Chessboard problem; // artificial benchmark data
ClassificationDataset trainingData = problem.generateDataset(ell);
ClassificationDataset testData = problem.generateDataset(tests);


### Model and learning algorithm¶

The steps to use the KernelBudgetedSGD trainer are the very same one uses to build a CSvmTrainer CSvmTrainer. Thus, to build our trainer, we need a KernelClassifier and an KernelBudgetedSGDTrainer.
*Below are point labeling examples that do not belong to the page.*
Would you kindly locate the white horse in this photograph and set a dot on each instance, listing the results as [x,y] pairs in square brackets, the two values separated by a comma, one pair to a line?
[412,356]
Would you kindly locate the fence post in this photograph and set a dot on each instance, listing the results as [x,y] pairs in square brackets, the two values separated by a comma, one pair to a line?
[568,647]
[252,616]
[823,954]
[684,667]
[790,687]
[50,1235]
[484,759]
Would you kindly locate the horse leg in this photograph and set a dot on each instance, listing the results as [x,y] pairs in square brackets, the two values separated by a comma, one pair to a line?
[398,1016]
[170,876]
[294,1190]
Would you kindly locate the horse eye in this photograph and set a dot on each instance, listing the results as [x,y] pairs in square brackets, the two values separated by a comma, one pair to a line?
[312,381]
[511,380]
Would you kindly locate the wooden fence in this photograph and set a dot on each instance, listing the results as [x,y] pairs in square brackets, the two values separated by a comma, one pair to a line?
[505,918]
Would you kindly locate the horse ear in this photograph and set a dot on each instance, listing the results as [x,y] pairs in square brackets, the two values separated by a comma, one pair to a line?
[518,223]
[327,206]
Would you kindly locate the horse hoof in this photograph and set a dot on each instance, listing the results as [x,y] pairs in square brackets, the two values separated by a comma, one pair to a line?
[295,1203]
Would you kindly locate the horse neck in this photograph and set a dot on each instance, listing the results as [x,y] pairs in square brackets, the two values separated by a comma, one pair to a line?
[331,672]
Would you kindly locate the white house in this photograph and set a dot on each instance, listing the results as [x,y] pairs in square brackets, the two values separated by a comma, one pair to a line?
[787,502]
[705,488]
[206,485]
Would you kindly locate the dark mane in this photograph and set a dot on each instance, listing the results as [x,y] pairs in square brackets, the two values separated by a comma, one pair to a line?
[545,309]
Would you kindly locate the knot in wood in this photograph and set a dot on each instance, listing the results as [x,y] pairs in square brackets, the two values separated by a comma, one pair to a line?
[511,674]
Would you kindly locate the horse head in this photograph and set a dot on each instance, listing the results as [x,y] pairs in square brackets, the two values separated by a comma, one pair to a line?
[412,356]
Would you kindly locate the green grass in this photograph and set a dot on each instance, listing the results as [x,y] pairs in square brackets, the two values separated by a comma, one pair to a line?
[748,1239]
Our model is given by the two components: A standard Gaussian/RBF kernel, which we create as usual:

double gamma = 0.5;         // kernel bandwidth parameter

GaussianRbfKernel<> kernel(gamma); // Gaussian kernel


and a kernel classifier:

KernelClassifier<RealVector> kernelClassifier; // (affine) linear function in kernel-induced feature space


Then, training the machine is simply performed by calling:

double C = 1.0;          // regularization parameter
bool bias = false;           // use bias/offset parameter
size_t budgetSize = 16;     // our model shall contain at most 16 vectors
size_t epochs = 5;      // we want to run 5 epochs

HingeLoss hingeLoss; // define the loss we want to use while training
// as the budget maintenance strategy we choose the merge strategy
MergeBudgetMaintenanceStrategy<RealVector> *strategy = new MergeBudgetMaintenanceStrategy<RealVector>();
KernelBudgetedSGDTrainer<RealVector> kernelBudgetedSGDtrainer(&kernel, &hingeLoss, C, bias, false, budgetSize, strategy);        // create the trainer
kernelBudgetedSGDtrainer.setEpochs(epochs);      // set the epochs number


As in the CSvmTrainer, the parameter C denotes the regularization parameter (the SVM uses the 1-norm penalty for target margin violations by default) and bias the inclusion of a bias term in the solver..

### Evaluating the model¶

To evaluate the model, we simply create a test dataset by generating another chessboard problem. We can evaluate our trained model on the test data set as well as the train dataset (the latter one just to get a feeling how good the training went and to see overfitting problems). We consider the standard 0-1 loss as performance measure. The code then reads:

ZeroOneLoss<unsigned int> loss; // 0-1 loss
Data<unsigned int> output = kernelClassifier(trainingData.inputs()); // evaluate on training set
double train_error = loss.eval(trainingData.labels(), output);
cout << "training error:\t" <<  train_error << endl;
output = kernelClassifier(testData.inputs()); // evaluate on test set
double test_error = loss.eval(testData.labels(), output);
cout << "test error:\t" << test_error << endl;


## Full example program¶

The full example program considered in this tutorial is KernelBudgetedSGDTutorial.cpp.

## References¶

 [WangCrammerVucetic2012] Wang, K. Crammer and S. Vucetic: Breaking the curse of kernelization: Budgeted stochastic gradient descent for large-scale SVM training. The Journal of Machine Learning Research 13.1 (2012): 3103-3131.